CVE-2024-40890

What are Zyxel DSL CPE Devices?

Zyxel DSL customer premises equipment (CPE) are broadband routers and modems deployed by ISPs and small businesses for DSL internet access. These devices manage the DSL connection, provide NAT and routing, and expose a web management interface for configuration. The affected models are legacy devices — older hardware that Zyxel no longer actively supports — but remain widely deployed in home and small-business environments. As network edge devices, compromised CPEs give attackers persistent access to local networks and the ability to intercept or manipulate traffic.

Overview

CVE-2024-40890 is a post-authentication OS command injection vulnerability in the CGI program of multiple legacy Zyxel DSL CPE devices. An authenticated attacker can send a crafted HTTP request to the CGI interface that injects shell commands, executing arbitrary OS code on the device. Zyxel published the advisory on February 4, 2025, confirming the affected devices are end-of-life and no firmware patch will be issued. CISA added both CVE-2024-40890 (CGI injection) and its companion CVE-2024-40891 (Telnet injection) to the KEV catalog simultaneously on February 11, 2025, reflecting active botnet exploitation of these devices.

Affected Versions

No firmware patch will be released for any affected model.

Technical Details

CWE-78 (Improper Neutralization of Special Elements used in an OS Command). The CGI program in the affected Zyxel DSL CPE devices passes user-supplied input from the web management interface to an OS command without adequate sanitization. An attacker with low-privilege (authenticated) access to the management web interface can inject shell metacharacters into a CGI parameter, causing arbitrary commands to be executed by the device's underlying OS with the privileges of the CGI process.
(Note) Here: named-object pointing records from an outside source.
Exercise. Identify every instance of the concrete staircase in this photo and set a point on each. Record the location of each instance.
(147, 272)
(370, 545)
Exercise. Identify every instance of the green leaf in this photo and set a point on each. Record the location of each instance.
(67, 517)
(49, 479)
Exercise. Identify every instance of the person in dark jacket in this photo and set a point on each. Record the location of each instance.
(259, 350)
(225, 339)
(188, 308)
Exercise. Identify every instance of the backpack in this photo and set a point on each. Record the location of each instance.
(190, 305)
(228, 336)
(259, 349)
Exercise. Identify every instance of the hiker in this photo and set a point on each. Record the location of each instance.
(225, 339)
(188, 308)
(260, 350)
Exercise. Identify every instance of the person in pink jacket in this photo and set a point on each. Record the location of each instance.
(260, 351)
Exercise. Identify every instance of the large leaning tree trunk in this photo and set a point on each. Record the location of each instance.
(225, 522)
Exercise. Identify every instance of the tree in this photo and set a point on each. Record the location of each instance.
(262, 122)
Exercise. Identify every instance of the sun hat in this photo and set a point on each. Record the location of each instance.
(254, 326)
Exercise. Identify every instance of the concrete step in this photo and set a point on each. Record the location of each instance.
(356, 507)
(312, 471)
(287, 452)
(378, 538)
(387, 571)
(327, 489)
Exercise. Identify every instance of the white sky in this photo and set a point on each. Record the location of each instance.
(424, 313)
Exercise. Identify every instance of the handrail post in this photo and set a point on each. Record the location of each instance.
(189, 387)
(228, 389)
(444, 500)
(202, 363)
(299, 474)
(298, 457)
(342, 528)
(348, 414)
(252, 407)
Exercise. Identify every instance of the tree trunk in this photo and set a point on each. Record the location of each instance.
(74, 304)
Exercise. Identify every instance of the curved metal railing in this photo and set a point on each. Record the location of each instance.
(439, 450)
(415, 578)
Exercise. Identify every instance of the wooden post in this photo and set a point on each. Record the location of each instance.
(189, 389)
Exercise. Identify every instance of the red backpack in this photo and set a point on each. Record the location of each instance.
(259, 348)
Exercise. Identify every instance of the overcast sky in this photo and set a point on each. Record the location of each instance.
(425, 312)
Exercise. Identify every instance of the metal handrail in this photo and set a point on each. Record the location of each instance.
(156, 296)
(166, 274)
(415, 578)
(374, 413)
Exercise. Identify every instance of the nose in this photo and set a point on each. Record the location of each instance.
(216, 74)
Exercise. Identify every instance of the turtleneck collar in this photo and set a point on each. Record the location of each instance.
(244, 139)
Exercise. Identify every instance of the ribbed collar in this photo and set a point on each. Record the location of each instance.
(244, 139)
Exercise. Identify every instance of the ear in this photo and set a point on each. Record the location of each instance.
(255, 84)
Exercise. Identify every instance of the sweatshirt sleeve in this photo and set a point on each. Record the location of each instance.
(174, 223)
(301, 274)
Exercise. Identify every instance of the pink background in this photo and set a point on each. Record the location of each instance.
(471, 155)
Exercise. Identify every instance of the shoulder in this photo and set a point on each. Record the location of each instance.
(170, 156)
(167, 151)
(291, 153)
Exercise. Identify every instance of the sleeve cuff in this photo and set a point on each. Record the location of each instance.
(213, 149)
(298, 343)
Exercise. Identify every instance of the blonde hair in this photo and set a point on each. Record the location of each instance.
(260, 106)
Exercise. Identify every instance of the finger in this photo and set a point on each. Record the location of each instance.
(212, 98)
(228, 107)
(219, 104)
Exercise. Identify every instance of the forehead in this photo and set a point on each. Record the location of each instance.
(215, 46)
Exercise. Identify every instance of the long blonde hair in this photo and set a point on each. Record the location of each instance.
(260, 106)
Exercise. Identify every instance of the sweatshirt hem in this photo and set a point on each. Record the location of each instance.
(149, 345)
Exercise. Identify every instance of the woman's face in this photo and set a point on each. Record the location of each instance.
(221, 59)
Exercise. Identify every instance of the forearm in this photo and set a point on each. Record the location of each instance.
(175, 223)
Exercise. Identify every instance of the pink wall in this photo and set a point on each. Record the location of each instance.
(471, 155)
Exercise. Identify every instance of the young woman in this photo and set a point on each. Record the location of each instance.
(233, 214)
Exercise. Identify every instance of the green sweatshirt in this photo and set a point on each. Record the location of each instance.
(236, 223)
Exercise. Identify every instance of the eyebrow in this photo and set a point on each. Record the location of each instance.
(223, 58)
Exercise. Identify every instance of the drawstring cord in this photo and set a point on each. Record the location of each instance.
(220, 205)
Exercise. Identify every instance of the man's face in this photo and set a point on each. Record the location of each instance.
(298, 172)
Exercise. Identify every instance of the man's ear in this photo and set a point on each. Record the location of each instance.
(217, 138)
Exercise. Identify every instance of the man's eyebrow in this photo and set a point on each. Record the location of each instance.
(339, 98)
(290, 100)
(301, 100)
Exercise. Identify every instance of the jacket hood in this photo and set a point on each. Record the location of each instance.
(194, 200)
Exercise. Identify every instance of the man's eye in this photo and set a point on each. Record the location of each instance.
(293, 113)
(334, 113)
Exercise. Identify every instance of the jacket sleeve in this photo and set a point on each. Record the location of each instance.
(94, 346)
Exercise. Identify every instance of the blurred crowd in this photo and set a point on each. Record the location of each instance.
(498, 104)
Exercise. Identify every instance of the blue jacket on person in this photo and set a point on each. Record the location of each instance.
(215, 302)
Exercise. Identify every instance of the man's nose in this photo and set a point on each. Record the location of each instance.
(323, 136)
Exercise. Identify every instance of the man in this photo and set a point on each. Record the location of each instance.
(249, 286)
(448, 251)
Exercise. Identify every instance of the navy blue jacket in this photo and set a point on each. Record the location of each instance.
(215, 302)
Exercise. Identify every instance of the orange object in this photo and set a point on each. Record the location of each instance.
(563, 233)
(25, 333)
This vulnerability is the web-CGI variant of a broader command injection issue. CVE-2024-40891 is a companion vulnerability that enables the same command injection via the Telnet management interface. Together they provide two separate vectors to the same root cause, ensuring that devices with either web management or Telnet management exposed are exploitable.

Discovery

Reported to Zyxel, which published a security advisory on February 4, 2025. The devices were confirmed end-of-life with no patch planned.

Exploitation Context

Botnet operators — particularly those building Mirai-family DDoS infrastructure — systematically target legacy network edge devices with known credential weaknesses and command injection vulnerabilities. The simultaneous KEV addition of CVE-2024-40890 and CVE-2024-40891 reflects active exploitation of these specific Zyxel CPE models by botnets scanning for devices with default credentials, then using these command injection vulnerabilities to install bot malware for DDoS attack participation, network reconnaissance, or proxying of other attacks.

Remediation

1. Retire and replace all affected Zyxel DSL CPE devices — no firmware patch will be issued. This is the only permanent remediation.
2. If immediate replacement is not possible, disable remote management access (web and Telnet) from the internet-facing interface.
3. Change default credentials on all affected devices to strong, unique passwords to raise the bar for the authentication prerequisite.
4. Contact the ISP or upstream provider who deployed the equipment about accelerating hardware replacement under any end-of-life device replacement programs.
5. Place affected devices behind an additional firewall or segment them from sensitive internal systems while awaiting replacement.